16.4 Hierarchical Clustering
Hierarchical clustering proceeds via an extremely simple algorithm:
Begin by defining some sort of dissimilarity measure between each pair of observations (e.g., Euclidean distance).
Algorithm proceeds iteratively:
- Each of the \(n\) observations is treated as its own cluster
- The two clusters that are most similar are then fused so that there now are \(n-1\) clusters
- Repeat Step 2 until all of the observations belong to one single cluster
Note this produces not one clustering, but a family of clustering represented by a dendrogram.
![Hierarchical Clustering](imgs/hclust.jpg)
16.4.1 Distances
Euclidean distance is a common distance measure. For two dimensions, it is equal to the sum of squares of difference on \(x\) plus the sum of squares of difference on \(y\). Note, variables can differ in scale so it is important to standardize our inputs.
![Euclidian Distance](imgs/euclidian.jpg)
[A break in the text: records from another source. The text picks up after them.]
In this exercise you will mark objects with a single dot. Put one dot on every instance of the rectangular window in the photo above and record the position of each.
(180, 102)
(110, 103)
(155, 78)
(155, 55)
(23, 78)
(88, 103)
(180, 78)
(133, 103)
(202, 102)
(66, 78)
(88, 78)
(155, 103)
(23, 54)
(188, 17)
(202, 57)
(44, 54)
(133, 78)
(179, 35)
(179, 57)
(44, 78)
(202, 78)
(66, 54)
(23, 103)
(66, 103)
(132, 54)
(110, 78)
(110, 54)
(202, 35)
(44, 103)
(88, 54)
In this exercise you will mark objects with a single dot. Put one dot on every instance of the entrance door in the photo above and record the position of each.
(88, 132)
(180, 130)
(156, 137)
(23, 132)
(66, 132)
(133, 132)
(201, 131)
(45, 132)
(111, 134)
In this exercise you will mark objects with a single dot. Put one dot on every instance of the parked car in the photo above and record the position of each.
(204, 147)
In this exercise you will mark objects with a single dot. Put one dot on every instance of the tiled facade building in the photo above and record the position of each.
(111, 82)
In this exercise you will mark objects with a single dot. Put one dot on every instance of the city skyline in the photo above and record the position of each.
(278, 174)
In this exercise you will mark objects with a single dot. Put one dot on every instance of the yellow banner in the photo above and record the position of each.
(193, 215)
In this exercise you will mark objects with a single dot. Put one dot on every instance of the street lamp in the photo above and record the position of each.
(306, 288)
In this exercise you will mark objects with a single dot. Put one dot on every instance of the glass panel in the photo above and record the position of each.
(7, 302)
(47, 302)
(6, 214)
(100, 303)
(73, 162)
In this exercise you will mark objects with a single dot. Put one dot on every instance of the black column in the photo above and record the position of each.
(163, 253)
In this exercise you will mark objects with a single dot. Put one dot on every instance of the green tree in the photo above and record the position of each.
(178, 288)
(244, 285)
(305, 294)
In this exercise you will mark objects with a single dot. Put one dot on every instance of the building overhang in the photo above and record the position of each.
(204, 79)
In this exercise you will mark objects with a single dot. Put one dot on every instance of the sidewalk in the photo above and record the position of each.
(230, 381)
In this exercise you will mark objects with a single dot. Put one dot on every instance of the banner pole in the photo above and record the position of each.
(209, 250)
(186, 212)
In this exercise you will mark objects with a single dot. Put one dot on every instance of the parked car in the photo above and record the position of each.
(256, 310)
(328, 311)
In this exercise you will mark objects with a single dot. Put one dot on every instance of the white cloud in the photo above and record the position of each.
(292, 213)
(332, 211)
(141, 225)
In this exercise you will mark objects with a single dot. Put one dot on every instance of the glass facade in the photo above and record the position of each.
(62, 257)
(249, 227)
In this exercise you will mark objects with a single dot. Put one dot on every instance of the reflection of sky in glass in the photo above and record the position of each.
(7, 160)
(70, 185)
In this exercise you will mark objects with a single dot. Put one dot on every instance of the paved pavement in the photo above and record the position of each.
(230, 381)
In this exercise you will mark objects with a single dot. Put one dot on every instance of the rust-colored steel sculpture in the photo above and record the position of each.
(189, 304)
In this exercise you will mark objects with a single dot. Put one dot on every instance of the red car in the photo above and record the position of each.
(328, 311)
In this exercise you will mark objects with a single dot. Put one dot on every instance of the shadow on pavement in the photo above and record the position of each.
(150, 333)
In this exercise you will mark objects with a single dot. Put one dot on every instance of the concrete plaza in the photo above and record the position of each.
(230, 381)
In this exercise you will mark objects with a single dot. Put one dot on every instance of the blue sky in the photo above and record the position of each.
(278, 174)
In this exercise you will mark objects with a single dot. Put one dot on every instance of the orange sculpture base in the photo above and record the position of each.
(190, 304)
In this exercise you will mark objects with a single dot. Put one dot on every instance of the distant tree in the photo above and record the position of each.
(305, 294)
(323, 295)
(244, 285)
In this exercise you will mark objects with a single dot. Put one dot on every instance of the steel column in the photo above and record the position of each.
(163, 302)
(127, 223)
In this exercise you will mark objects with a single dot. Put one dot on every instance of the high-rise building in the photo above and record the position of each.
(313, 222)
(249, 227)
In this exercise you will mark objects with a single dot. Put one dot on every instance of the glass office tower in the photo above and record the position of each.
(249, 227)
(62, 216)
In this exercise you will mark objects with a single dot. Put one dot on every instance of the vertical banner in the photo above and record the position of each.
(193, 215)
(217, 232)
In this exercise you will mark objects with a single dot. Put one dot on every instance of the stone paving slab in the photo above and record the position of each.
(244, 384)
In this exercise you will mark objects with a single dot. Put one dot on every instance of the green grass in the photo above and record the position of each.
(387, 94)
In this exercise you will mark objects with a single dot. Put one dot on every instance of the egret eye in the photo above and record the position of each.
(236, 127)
There are many distance measures.
A taxicab geometry is a form of geometry in which the usual distance function or metric of Euclidean geometry is replaced by a new metric in which the distance between two points is the sum of the absolute differences of their Cartesian coordinates.
Taxicab geometry versus Euclidean distance: In taxicab geometry, the red, yellow, and blue paths all have the same shortest path length of 12.
16.4.2 Distance Between Clusters
The concept of dissimilarity between a pair of observations needs to be extended to a pair of groups of observations – what’s the distance between clusters?
This extension is achieved by developing the notion of linkage, which defines the dissimilarity between two groups of observations. Four most common types of linkage: complete, average, single, and centroid. An important fifth is the Ward-method.
Complete: Maximal intercluster dissimilarity. Compute all pairwise dissimilarities between the observations in cluster A and the observations in cluster B, and record the largest of these dissimilarities. This is sometimes referred to as farthest neighbor clustering.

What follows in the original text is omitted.